# Stepanelle toy poodles



## stepanelle (Aug 3, 2009)

I am not convinced these pictures will appear due to my rubbish computer skills!!

Theres one of my latest show Dog Dom, one of me with my lovely old boy Eric (16 years). Kitty by the pond, can't remember what the other one is!


----------



## SECRETO (Aug 20, 2008)

I love the first pic. Too cute!


----------



## roxy25 (Dec 18, 2008)

OMG nice toy poodles !


----------



## akbritt (Aug 10, 2009)

Very Beautiful Poodles!


----------



## Cdnjennga (Jul 30, 2009)

Beautiful dogs! I love the agility pic - it's so great to see dogs leaping through the air and having fun. Oh and welcome to a fellow country woman (well, kind of - I'm half Canadian and half British. )


----------



## Poodle Lover (Mar 24, 2008)

Love your toys, just stunning!!! What is the height limit for a toy poodle in England? Is it 11"??


----------



## jester's mom (Nov 25, 2008)

Lovely poodles! Looks like they love you just as much as you do them. What sweet pics!!


----------



## stepanelle (Aug 3, 2009)

Hi, yes that toys have to be under 11" at the shoulder. It is amazing how much difference that can make, Dom is just under the measure while his little sister Fifi is about 9 1/2". She would not look out of place over in the US I think.
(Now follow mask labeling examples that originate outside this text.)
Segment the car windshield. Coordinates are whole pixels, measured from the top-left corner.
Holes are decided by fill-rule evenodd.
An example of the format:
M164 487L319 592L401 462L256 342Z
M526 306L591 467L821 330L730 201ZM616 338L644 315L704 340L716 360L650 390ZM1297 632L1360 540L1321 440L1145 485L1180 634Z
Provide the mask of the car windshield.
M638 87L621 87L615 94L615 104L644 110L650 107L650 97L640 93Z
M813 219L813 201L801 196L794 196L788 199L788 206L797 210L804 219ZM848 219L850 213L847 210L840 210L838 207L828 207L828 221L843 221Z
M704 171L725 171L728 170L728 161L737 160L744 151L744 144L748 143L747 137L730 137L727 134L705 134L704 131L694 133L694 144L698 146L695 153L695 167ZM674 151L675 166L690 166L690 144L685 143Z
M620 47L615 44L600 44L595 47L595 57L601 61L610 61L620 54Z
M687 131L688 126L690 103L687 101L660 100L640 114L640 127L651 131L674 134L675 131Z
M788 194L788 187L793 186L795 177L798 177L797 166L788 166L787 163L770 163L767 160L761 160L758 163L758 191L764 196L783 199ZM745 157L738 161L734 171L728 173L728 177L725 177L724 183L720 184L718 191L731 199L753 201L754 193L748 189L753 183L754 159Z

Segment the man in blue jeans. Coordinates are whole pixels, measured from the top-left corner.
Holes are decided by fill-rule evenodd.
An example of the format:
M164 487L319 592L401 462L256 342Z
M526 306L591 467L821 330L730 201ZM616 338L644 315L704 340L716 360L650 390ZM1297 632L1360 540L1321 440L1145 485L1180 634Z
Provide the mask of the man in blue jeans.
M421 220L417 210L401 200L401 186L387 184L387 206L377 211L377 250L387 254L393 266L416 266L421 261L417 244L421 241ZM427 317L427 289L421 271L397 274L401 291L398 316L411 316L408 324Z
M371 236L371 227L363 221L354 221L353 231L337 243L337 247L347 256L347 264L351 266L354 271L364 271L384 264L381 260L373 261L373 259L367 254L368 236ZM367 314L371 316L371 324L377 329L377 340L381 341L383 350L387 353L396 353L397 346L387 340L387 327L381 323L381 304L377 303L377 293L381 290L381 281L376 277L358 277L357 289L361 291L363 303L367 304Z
Poodles love agility; its official. Dom often shows the collies what it is all about when I am not letting him down!!


----------



## Poodle Lover (Mar 24, 2008)

Yep, Fifi would do well in our ring at 9.5", so just send her right over. :biggrin:


----------



## Yorkiecrazy (Jun 17, 2008)

Your poodles are very beautiful!! I too, love the agility picture. Nothing like a flying poo.


----------